Le Tribunal administratif de Melun a été saisi par M. B... d’un recours pour excès de pouvoir contre le refus implicite du préfet du Val-de-Marne de renouveler son récépissé de demande de certificat de résidence algérien. En cours d’instance, le préfet a délivré à l’intéressé une nouvelle autorisation provisoire de séjour, rendant la requête sans objet.
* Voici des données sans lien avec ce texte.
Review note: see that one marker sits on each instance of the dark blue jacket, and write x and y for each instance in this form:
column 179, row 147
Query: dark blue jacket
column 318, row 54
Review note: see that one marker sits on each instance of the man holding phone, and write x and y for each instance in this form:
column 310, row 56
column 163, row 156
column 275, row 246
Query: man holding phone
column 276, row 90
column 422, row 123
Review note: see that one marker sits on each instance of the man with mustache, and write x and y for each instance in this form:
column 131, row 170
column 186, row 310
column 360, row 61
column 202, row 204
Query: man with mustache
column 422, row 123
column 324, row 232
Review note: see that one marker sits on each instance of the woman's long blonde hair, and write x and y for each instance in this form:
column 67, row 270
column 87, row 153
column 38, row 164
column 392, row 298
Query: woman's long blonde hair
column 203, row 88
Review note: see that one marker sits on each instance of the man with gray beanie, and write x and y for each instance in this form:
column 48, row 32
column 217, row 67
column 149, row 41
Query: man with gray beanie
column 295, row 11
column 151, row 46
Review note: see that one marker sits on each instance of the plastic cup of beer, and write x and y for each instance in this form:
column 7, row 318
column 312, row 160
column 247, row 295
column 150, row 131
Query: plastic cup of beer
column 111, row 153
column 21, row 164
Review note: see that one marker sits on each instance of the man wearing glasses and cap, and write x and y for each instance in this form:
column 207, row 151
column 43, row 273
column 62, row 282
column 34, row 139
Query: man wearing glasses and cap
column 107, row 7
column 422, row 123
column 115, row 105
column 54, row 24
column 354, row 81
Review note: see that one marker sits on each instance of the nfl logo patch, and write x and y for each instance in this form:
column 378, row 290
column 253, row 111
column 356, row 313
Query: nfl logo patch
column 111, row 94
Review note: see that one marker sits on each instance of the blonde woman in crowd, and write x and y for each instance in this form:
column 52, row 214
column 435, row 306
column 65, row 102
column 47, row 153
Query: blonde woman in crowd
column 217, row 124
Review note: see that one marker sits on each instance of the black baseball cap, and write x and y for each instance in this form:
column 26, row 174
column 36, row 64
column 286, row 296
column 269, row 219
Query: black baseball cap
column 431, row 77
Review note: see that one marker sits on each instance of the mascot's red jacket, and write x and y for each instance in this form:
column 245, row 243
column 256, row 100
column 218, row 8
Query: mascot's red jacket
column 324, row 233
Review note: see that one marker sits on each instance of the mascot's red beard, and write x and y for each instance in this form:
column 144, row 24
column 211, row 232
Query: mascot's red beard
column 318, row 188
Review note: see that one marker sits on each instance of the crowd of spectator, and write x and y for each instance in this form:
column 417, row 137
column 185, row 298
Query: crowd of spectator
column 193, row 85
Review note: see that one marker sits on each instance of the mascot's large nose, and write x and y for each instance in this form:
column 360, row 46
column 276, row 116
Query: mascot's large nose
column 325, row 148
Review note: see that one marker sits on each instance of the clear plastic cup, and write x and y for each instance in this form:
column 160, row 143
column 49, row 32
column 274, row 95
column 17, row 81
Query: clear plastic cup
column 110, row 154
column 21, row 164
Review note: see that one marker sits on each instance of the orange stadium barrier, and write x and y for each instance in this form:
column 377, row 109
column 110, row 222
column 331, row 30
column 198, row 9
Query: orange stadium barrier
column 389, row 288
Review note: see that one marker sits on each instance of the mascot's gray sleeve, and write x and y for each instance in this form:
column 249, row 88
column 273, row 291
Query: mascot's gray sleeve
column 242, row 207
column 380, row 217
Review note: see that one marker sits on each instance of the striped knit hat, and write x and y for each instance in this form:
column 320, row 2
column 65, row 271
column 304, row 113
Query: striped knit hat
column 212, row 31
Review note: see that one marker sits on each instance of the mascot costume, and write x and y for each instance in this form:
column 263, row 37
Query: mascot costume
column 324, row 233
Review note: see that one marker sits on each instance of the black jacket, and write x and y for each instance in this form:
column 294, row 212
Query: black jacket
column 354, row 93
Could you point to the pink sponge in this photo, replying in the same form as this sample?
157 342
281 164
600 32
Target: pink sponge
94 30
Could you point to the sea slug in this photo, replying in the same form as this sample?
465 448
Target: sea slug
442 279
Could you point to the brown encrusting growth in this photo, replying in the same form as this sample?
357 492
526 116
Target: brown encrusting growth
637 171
Sur le fondement de l’article R. 222-1 du code de justice administrative, le tribunal constate qu’il n’y a plus lieu de statuer sur les conclusions de la requête.
Texte intégral
Vu la procédure suivante :
Par une requête enregistrée le 5 décembre 2024, M. A... B... doit être regardé comme demandant au tribunal d’annuler la décision implicite de rejet qu’il estime être née du silence gardé par le préfet du Val-de-Marne sur sa demande de renouvellement du récépissé, qui lui a été délivré le 30 avril 2024, de sa demande de renouvellement de son certificat de résidence algérien valable du 23 mai 2014 au 22 mai 2024.
Vu les autres pièces du dossier.
Vu le code de justice administrative.
Considérant ce qui suit :
1. Aux termes de l'article R. 222-1 du code de justice administrative : « (…) les présidents de formation de jugement des tribunaux (…) peuvent, par ordonnance : / … / 3 Constater qu’il n’y a pas lieu de statuer sur une requête ; / ... / 5° Statuer sur les requêtes qui ne présentent plus à juger de questions autres que la condamnation prévue à l’article L. 761-1 (…) ».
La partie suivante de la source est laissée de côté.